COCKTAIL HOUR: ASPARAGUS WITH DIJON VINAIGRETTE
YIELD :: Makes 4 servings
1 1/2 lb. medium asparagus, trim woody ends and lower half of stalk peeled
1 1/4 teaspoons salt
2 tablespoons apple cider vinegar
1 tablespoon finely chopped onion
1 teaspoon Dijon mustard
1/8 teaspoon black pepper
1/4 cup extra-virgin olive oil
2 hard-boiled large eggs at room temperature (optional)
Prepare a bowl of ice and cold water.
Put asparagus in a 12-inch skillet, then cover with cold water. Bring water to a boil and add 1 teaspoons salt, then reduce heat and simmer asparagus, uncovered, until just tender, 6 to 8 minutes. Transfer with tongs to ice water, then to a clean kitchen towel.

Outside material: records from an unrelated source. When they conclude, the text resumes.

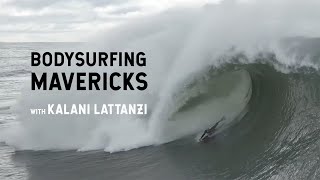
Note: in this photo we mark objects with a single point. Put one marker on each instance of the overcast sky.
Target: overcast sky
(73, 20)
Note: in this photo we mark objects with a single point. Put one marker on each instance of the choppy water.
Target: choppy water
(278, 138)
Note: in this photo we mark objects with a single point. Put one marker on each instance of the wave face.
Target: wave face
(202, 65)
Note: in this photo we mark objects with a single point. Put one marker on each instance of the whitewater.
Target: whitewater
(202, 63)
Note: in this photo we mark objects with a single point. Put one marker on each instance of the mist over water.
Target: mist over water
(190, 52)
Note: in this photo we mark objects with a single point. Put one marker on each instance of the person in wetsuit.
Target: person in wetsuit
(209, 132)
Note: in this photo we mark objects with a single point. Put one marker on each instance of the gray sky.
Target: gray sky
(73, 20)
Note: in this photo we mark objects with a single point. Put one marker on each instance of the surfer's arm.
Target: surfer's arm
(203, 134)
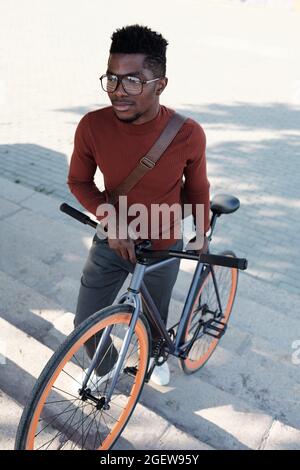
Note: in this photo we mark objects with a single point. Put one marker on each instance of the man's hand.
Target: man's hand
(195, 246)
(124, 248)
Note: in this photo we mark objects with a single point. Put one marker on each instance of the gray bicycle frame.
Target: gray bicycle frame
(131, 297)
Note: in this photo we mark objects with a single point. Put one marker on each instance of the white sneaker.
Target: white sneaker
(160, 374)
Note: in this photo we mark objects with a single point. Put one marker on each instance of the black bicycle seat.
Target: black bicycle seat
(224, 204)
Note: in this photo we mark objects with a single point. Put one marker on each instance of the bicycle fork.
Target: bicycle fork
(132, 298)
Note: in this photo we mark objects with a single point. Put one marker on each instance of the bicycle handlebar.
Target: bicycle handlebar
(207, 258)
(80, 216)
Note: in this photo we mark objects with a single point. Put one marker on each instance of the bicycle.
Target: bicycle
(94, 416)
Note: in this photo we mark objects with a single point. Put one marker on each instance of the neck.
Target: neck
(148, 116)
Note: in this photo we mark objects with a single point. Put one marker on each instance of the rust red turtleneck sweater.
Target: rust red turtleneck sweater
(102, 140)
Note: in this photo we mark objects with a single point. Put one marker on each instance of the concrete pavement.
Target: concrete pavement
(245, 90)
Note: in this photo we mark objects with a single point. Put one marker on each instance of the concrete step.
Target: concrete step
(25, 357)
(216, 394)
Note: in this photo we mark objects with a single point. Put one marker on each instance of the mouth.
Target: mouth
(121, 106)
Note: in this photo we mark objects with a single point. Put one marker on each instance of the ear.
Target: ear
(161, 85)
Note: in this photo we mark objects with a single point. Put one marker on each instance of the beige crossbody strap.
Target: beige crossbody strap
(150, 159)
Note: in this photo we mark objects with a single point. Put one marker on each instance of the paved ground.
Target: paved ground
(243, 86)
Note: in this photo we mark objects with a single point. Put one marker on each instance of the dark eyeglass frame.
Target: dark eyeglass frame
(120, 79)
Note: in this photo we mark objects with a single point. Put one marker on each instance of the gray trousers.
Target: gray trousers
(103, 276)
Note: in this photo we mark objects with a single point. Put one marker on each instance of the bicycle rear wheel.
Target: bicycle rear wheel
(57, 416)
(205, 303)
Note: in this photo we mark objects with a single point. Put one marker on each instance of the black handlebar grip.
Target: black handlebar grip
(84, 219)
(226, 261)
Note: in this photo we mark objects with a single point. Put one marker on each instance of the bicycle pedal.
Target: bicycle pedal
(132, 371)
(215, 328)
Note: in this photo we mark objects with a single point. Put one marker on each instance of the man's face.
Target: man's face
(134, 108)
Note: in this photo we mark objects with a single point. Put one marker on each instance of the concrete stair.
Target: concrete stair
(247, 396)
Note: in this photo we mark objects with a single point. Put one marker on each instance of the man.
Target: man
(115, 139)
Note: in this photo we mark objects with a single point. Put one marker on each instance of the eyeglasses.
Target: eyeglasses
(131, 85)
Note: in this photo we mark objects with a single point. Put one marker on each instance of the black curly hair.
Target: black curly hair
(137, 39)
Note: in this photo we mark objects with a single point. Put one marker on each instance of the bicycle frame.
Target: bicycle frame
(131, 297)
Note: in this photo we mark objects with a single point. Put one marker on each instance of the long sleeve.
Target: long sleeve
(196, 181)
(83, 168)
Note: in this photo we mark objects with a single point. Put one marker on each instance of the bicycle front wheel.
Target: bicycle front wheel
(206, 309)
(57, 416)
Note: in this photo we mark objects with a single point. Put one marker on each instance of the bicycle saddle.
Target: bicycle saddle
(224, 204)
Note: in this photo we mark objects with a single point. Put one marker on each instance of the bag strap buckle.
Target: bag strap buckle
(147, 162)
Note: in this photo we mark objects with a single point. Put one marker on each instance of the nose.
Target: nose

Pat dry.
Whisk together vinegar, onion, mustard, pepper, and remaining 1/4 teaspoon salt in a small bowl, then add oil in a slow stream, whisking until emulsified.
Halve eggs, then dice into another small bowl. Toss asparagus with 1 tablespoon vinaigrette in a large shallow bowl, then divide asparagus among 4 plates. Spoon additional vinaigrette over asparagus and top with egg. (Optional).